1.) Slow. I clicked on burndown and waited for it to give me info. As I type
this, I'm still waiting. If I actually needed this program, I would have given
up by now.

2.) I had to create a trial account to figure out what it actually did. Your
front page could explain a bit more (but maybe I'm not in the target
audience).

3.) What's a story? Why not call it "Project"? And what is a story point?

4.) Lots of wasted screen real estate. The table looks like this:

    
    
        [Add new story] empty  empty ...
    
        story 1         tasks  in progress ...
    

All that empty space next to [add new story] is annoying. I can close the "add
new story" frame to free it up, but that's confusing.

5.) I just finished all the tasks in a story. But the story is still there.
How do I mark the story as done?
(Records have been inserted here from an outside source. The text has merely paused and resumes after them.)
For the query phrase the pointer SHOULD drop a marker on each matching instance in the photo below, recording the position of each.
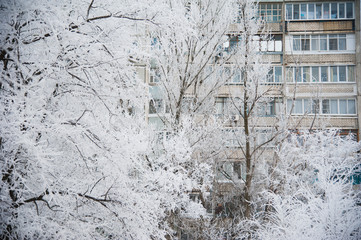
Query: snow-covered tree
(313, 195)
(74, 145)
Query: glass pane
(270, 75)
(306, 74)
(289, 105)
(278, 74)
(315, 74)
(311, 11)
(323, 42)
(305, 43)
(342, 73)
(332, 43)
(326, 11)
(318, 11)
(289, 74)
(333, 10)
(351, 73)
(315, 105)
(324, 74)
(333, 74)
(289, 11)
(325, 106)
(334, 107)
(298, 74)
(296, 11)
(236, 76)
(343, 106)
(351, 106)
(298, 106)
(342, 43)
(303, 11)
(341, 10)
(296, 44)
(315, 42)
(349, 10)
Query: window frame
(348, 69)
(312, 106)
(291, 13)
(315, 43)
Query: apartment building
(316, 45)
(314, 50)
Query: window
(288, 11)
(296, 11)
(310, 11)
(321, 74)
(326, 10)
(319, 11)
(303, 11)
(231, 75)
(341, 10)
(275, 75)
(271, 107)
(221, 106)
(272, 44)
(270, 12)
(325, 106)
(157, 106)
(324, 42)
(349, 10)
(154, 76)
(339, 106)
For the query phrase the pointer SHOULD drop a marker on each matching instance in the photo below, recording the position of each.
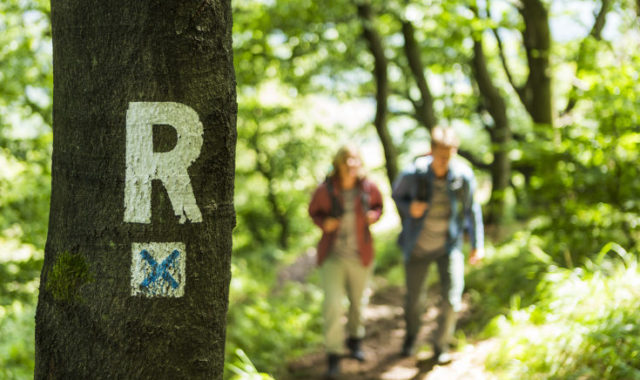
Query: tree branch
(424, 107)
(374, 41)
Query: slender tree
(137, 261)
(380, 67)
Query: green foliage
(271, 326)
(243, 368)
(509, 276)
(583, 327)
(68, 274)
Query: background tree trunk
(499, 132)
(374, 42)
(88, 322)
(537, 42)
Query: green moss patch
(68, 274)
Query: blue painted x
(159, 270)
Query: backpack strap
(336, 205)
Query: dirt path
(382, 344)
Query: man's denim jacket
(416, 184)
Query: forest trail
(382, 344)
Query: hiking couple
(435, 199)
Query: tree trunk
(424, 107)
(500, 134)
(374, 41)
(537, 42)
(137, 262)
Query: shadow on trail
(382, 344)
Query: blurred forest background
(544, 93)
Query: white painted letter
(145, 165)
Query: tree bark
(117, 65)
(500, 134)
(374, 42)
(537, 42)
(424, 107)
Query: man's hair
(445, 137)
(345, 151)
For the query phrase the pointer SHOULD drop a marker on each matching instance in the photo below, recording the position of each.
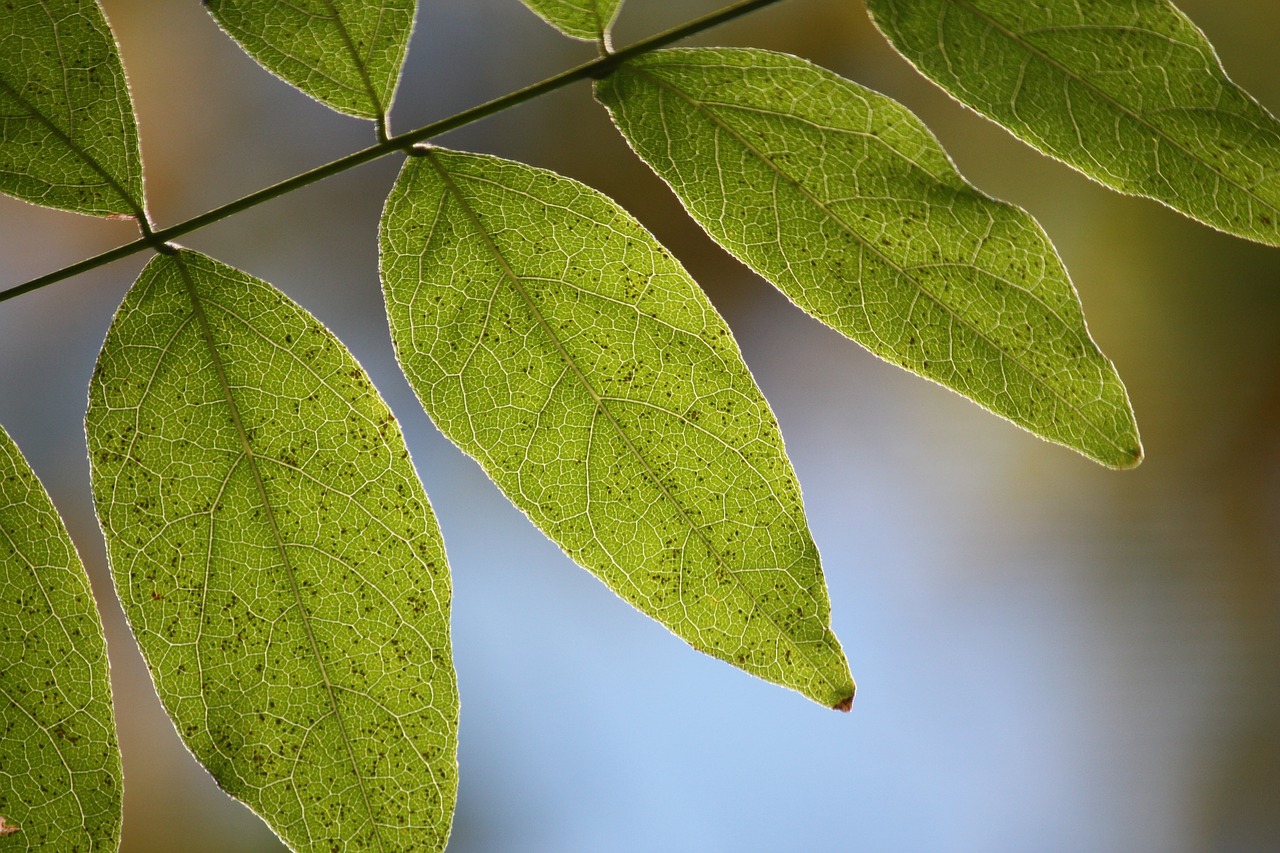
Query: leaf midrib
(269, 511)
(1124, 109)
(379, 110)
(133, 204)
(904, 272)
(837, 688)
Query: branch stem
(593, 69)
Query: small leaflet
(68, 136)
(1129, 94)
(585, 19)
(347, 54)
(278, 559)
(551, 337)
(60, 785)
(845, 201)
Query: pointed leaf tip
(346, 54)
(68, 137)
(846, 203)
(585, 19)
(549, 336)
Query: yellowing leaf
(1130, 94)
(59, 761)
(552, 338)
(278, 560)
(846, 203)
(68, 138)
(343, 53)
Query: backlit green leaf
(1129, 92)
(589, 19)
(343, 53)
(68, 137)
(848, 204)
(59, 761)
(277, 559)
(551, 337)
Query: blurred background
(1050, 656)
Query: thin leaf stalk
(403, 142)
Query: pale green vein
(1120, 105)
(269, 511)
(599, 405)
(862, 240)
(362, 69)
(138, 213)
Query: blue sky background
(1050, 656)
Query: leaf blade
(585, 19)
(607, 400)
(1130, 95)
(846, 203)
(277, 557)
(346, 54)
(68, 136)
(62, 781)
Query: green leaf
(277, 559)
(59, 761)
(343, 53)
(586, 19)
(68, 137)
(848, 204)
(1130, 94)
(552, 338)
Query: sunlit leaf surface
(59, 760)
(552, 338)
(589, 19)
(848, 204)
(68, 137)
(278, 560)
(343, 53)
(1129, 92)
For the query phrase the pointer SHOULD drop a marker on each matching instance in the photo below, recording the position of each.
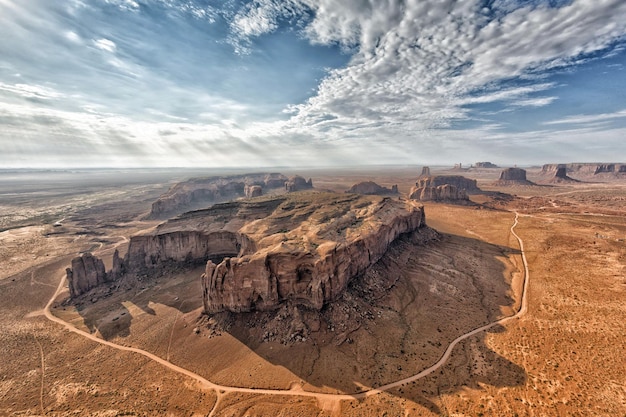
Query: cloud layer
(268, 82)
Can I do this?

6.) I'm still waiting for the burndown.

[edit: added this right afterwards]

7.) I closed the tab, and reopened to take another look. Now I see the signup
page. At the top of the page, to the right of the logo, I see the words
"Access Denied\ You do not have access to that domain.\ log out".

------
mooders
I really like the feel of the site. Agree with jjs - the sign-up form put me
off. I want to get started now, and add info (eg Twitter, company name) later
if I choose to do so.

A little more info around the jargon would be appreciated - what's a board,
how does this influence project structure etc.

The pricing is confusing, as I don't really understand how you define a board,
so I can't judge whether I need 1, 15, 50 or 32,767 boards.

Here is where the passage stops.